Habit #3: Mindlessness vs. Productivity
The final habit I decided to change this month was deeply ingrained in me. Maybe it is because I was born in New York. It could be because I don’t know how to relax. Possibly it is because I have always been in a perpetual state of rush. Whatever the reason I have rarely allowed myself to do anything mindless. Everything has to have a purpose. It has to have reason that is moving me forward somehow. If I was watching TV it had to be something I would learn from or it is a family bonding activity. It couldn’t be mindless downtime. Time is to precious to waste. Right?
Now I understand doing something mindless is not a waste. A lifetime of this “habit” is part of what has caused my burnout. I remember my husband playing a video game after coming home from work saying he just needed to decompress.
It’s ok to just wander
There is a purpose in the mindless. It helps to let your mind rest, let your thoughts wander. Maybe I never wanted to let my mind wander because then I would have to sort out thoughts and feelings I pushed away. If you are always in productive mode you never give yourself the time to think and process hurt feelings, sadness and sorrow. Went I was quiet and inactive, I realize I never actually grieved when my father died. I let it out a little but then life went on and there were things to be done so I pushed it aside.
In more recent days, doing mindless things like sitting in silence on my drive to work, playing a mindless video game and coloring has been a new experience for me. By letting my mind wander freely into uncharted territory, hurts I thought I pushed away have resurfaced, new questions have arisen and I realized I miss my Dad sometimes. The thing is this time I am letting myself walk thru it, instead of running away in busyness.
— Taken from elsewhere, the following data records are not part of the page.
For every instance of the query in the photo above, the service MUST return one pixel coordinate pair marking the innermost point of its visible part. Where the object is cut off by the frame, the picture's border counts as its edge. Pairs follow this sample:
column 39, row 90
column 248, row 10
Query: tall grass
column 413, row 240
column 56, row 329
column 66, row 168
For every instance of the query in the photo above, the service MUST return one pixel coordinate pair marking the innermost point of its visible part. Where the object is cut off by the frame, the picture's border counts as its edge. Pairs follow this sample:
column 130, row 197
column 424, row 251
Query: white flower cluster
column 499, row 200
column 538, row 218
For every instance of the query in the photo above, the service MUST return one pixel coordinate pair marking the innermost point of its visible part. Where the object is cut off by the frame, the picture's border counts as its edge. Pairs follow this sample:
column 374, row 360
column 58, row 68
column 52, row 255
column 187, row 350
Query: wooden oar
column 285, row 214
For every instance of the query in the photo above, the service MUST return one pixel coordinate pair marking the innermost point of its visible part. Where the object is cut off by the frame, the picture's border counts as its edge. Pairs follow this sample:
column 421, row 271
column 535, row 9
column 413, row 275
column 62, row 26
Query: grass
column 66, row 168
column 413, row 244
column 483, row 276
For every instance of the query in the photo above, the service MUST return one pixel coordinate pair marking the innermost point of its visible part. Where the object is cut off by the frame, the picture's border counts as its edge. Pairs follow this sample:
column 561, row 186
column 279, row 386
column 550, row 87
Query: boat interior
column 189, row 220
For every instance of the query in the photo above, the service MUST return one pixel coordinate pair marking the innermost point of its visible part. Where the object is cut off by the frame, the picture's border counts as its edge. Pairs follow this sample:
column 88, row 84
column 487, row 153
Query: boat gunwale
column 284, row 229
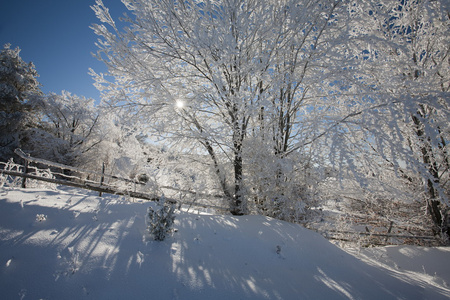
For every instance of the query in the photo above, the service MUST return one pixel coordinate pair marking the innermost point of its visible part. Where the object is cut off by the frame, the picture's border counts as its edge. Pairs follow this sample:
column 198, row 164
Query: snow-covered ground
column 70, row 244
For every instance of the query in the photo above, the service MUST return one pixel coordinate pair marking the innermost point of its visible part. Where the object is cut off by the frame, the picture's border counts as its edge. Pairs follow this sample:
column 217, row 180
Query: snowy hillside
column 69, row 244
I know I have only scratched the surface in terms of habits but this is not a forced challenge with a strict path to goals. It is free flowing and organic. What I have shared is what has arisen in my since I have been taking the time to pay attention. To listen and to actually be still. Are there any habit you have been doing that have prevented you from fully experiencing joy. Have you discovered habits that were masking what really bothers you? If you are doing this along with me would love to hear your discoveries.